A quick trawl through social media reveals that not everyone is enamoured by how the alternatives to ICE-powered cars are shaping up.

That could have much to do with the fact that the 2030 ICE ban will force people out of new cars for which no comparable alternative exists – but that doesn’t mean it never will.

Toyota’s next-generation battery tech, due in three years, is an example. It will give a range of up to 620 miles, reduce cost by 20% and have a charging time of 20 minutes “or less”.

Since ‘alternative propulsion’ began to be taken seriously a couple of decades ago, no engineering consultant, independent research body or self-respecting car maker’s R&D department was without a technology roadmap representing how various types of ever more efficient engine tech would evolve.

As far as the greening of the car was concerned, the message was always: ‘There is no single solution.’

Back then, BEVs were seen as likely being confined to town use, and nobody predicted they would become this capable this quickly.

As a result, the BEV has overtaken earlier predictions to the point that drivers expect nothing less than a like-for-like replacement for an ICE car without any compromises such as refuelling time, range restriction or a sparse charging network.

But according to those roadmaps, technology is probably exceeding expectations, and there’s a chance that in the next 15 years, today’s EVs will look positively ancient.

That work being done on battery technology by past-master Toyota is an example of how quickly development is progressing. Despite the Prius being a loss-leader for years after its 1997 launch, Toyota stuck to its guns, and in the process it must have compiled an impressive knowledge base on battery development.

On that basis alone, its claims about what comes next on the technology roadmap should be worth taking seriously.

Earlier this year, the Japanese manufacturer announced a new next-generation lithium battery that will arrive by 2026 to power next-generation BEVs.
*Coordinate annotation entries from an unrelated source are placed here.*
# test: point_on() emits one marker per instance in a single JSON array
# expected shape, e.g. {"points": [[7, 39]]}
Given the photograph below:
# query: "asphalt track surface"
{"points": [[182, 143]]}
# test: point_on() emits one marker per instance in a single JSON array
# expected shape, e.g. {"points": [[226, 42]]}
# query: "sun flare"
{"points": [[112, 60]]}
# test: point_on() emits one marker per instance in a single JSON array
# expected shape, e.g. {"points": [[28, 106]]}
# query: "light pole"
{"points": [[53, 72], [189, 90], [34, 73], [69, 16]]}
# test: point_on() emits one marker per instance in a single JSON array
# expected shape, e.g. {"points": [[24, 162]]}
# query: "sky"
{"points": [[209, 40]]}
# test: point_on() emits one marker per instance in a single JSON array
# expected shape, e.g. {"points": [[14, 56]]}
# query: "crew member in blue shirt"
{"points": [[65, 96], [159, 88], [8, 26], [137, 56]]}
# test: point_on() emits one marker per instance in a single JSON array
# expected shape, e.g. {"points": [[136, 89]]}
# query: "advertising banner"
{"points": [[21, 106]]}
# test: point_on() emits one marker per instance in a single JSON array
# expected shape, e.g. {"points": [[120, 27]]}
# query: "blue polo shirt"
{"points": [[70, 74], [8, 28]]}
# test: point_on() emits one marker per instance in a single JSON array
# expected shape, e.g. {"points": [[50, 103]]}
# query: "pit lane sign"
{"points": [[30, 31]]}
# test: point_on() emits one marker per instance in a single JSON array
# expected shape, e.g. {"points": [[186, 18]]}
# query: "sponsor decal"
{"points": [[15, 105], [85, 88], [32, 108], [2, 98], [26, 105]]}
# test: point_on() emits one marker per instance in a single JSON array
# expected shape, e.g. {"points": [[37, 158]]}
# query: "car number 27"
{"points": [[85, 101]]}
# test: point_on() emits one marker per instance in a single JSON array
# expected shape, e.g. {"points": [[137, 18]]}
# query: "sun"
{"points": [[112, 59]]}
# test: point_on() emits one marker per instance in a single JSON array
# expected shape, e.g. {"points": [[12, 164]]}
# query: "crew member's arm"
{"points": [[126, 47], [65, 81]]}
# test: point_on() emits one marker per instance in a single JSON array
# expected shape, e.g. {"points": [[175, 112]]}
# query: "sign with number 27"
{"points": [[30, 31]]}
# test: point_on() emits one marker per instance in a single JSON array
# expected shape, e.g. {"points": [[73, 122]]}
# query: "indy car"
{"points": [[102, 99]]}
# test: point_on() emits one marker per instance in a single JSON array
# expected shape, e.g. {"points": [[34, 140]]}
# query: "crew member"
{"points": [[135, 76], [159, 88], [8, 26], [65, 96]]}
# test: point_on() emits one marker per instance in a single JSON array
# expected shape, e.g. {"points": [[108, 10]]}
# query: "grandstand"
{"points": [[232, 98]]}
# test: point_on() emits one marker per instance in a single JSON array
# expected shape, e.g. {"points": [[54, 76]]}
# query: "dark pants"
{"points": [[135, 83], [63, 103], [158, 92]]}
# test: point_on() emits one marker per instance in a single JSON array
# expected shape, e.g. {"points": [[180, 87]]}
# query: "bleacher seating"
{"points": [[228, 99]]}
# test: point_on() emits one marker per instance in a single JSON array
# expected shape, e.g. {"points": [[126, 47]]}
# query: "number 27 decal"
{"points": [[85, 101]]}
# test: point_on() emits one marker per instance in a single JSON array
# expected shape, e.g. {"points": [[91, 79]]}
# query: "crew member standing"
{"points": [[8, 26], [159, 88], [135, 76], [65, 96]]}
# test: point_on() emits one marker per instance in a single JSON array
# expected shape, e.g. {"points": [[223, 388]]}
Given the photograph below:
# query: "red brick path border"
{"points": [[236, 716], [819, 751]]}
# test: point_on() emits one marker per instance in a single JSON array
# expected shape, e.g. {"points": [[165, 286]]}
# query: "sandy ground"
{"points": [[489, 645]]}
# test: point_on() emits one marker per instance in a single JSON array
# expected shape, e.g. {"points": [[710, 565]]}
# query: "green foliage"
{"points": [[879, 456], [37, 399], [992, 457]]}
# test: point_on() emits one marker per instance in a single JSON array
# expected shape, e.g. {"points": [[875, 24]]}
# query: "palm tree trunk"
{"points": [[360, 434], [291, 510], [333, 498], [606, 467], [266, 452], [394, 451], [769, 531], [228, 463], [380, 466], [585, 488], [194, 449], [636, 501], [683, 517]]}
These vehicles will be ground-up developments based on a modular structure with the bodies divided into three sections: front, centre and rear.

The centre section will house the battery, so any changes in rapidly progressing battery technology will only affect that section.

The 620-mile battery will be the ‘performance’ version; there will also be a ‘popularisation’ version that gives a 20% increase in cruising range compared with existing batteries, charging in less than 30 minutes, combined with, crucially, a reduction in cost of 40% compared with existing tech.

The cost reduction is due to the use of a ‘bipolar’ structure that essentially means combining two electrodes in one, reducing the number of parts by 20%.

The solid-state battery, which Toyota now hopes to commercialise in 2027 or 2028, promises even better range and a charging time of less than 10 minutes.